The Apple iPhone was launched in 2007 and smartphone and tablet usage has skyrocketed in recent years. As I travel into London, for example, it is normal for everyone around me to be glued to a screen of some type. According to Wikipedia, amongst a UK population of 65,511,000 some 68.6% or 44,953,000 people now have a smartphone. Here is a Wikipedia list of smartphone penetration by country. Apparently, half the UK population now spends half an hour a day on Facebook. The stats roll on and on.
So what are the options for the hard pressed, busy marketer / business owner? They can attend workshops, read books, listen to podcasts and read marketing blogs. Alternatively, they can join a community such as The Marketing Compass or hire a marketing coach or marketing consultant if they would prefer 1-2-1 feedback.
Above all, no matter what is happening in our lives, we must keep learning.
A brand is a promise that you will deliver a service or product in the way that the customer expects it. This sounds simple enough, however, there are many things that can go wrong. An enterprise may have inadvertently oversold the features and benefits, hence the old phrase: “Undersell and over deliver.”
There may be hidden costs, i.e. delivery, maintenance or additional features. Before the customer buys, be as open and transparent as possible about the whole package that you are offering.
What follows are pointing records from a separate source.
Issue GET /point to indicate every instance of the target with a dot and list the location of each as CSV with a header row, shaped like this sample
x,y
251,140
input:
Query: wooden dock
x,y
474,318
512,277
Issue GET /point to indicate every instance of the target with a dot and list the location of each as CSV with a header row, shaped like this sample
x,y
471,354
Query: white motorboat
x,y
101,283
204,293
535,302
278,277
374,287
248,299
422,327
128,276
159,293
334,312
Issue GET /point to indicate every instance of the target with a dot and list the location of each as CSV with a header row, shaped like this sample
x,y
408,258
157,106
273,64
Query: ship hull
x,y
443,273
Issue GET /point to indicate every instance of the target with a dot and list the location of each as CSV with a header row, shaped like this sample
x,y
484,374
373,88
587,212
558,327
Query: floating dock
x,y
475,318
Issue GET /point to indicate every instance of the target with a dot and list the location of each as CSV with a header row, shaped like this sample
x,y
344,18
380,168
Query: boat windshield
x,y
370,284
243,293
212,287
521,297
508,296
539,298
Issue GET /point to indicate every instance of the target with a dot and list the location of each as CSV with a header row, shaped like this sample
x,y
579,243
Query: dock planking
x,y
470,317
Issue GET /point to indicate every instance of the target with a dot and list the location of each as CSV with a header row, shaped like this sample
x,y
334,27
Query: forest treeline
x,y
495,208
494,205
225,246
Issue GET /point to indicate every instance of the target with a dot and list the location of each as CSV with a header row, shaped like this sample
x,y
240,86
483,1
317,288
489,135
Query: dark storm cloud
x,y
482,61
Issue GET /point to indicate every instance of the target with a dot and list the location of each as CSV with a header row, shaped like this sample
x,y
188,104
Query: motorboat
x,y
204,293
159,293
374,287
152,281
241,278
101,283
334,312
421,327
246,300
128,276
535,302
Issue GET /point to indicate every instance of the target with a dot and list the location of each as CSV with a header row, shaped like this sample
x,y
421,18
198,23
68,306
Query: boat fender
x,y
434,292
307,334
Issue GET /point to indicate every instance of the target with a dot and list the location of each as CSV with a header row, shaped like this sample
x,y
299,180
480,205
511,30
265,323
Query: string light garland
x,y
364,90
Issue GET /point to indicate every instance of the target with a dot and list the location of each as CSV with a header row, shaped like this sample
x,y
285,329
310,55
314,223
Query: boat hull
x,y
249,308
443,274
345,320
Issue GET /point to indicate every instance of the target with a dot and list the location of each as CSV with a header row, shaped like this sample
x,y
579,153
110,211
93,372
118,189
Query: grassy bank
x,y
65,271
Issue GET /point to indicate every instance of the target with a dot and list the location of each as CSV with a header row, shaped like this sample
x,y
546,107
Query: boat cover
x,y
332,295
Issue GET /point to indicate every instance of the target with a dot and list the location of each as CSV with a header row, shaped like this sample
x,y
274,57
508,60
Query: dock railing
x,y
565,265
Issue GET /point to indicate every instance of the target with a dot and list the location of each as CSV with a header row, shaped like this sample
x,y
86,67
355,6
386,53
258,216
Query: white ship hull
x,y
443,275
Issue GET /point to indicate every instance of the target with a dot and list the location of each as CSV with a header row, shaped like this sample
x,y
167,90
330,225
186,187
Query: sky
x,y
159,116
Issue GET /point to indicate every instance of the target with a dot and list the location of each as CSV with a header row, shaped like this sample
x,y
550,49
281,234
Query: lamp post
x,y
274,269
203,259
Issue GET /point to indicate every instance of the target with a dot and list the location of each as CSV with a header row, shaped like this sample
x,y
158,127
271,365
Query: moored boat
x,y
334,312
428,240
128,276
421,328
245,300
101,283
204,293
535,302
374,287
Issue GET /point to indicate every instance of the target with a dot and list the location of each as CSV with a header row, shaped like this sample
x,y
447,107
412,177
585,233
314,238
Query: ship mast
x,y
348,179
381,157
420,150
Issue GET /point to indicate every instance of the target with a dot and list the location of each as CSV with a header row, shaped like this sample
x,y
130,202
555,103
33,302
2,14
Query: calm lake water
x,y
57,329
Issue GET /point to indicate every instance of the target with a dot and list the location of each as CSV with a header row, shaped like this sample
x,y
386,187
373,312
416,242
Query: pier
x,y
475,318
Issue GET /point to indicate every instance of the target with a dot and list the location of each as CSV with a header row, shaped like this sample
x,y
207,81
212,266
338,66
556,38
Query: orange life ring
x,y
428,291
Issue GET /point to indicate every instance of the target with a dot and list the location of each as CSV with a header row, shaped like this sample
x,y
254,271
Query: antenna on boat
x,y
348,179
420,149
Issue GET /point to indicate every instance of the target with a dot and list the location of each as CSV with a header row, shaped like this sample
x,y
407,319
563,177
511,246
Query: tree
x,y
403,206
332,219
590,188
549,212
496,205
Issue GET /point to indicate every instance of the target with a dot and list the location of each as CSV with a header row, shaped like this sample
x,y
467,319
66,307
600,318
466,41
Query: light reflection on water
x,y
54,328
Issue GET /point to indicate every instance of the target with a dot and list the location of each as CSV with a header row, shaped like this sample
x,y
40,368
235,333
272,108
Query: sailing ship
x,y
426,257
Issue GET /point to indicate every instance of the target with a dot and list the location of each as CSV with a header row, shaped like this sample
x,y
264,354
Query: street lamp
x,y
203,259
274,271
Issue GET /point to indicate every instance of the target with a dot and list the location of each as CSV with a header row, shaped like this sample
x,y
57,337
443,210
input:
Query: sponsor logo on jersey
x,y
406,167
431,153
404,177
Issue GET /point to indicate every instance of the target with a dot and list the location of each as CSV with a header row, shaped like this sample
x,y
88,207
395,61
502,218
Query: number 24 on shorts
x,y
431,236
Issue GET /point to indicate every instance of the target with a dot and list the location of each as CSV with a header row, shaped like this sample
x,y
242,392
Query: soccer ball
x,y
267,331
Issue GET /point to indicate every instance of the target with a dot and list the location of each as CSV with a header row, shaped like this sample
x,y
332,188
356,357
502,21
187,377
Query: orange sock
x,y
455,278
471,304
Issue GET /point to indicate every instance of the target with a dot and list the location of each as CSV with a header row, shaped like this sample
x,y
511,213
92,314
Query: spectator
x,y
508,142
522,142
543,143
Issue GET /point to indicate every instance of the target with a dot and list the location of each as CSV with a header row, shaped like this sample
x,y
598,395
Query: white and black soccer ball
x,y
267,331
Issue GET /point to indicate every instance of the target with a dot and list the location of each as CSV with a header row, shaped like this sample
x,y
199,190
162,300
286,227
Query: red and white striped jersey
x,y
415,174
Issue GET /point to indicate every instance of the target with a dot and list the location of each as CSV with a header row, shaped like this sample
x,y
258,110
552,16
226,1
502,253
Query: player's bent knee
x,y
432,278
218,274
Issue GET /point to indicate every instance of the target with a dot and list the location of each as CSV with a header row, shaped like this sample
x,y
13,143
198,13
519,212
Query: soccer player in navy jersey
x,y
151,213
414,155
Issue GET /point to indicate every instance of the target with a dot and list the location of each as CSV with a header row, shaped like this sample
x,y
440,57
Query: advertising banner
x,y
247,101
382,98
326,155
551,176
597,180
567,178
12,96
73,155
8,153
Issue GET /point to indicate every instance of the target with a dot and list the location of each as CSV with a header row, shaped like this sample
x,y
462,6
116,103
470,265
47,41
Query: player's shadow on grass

What if there is a problem, after the sale has been made? How easy do you make it to communicate with you? Is your telephone number clearly displayed on your website? Ideally, this should appear at the top of every page. Contact forms are fine and I understand why they are so popular. However, many people prefer to send an email.
The key issue is to decide what your promise is, in the first place. You may think that you know what it is. Your customers may have different ideas. It is a good idea to talk to customers and get their viewpoint on what your brand is all about. The challenge is that they don’t think about your brand as often as you do and they will probably come up with all sorts of conflicting points of view. It is still worth doing this, at least once a year.
Your brand values are the place to start. Do you have these written down? Does your team know what they are?
When was the last time that a company broke a promise to you? How did it make you feel? How often do they have to do this before you go somewhere else?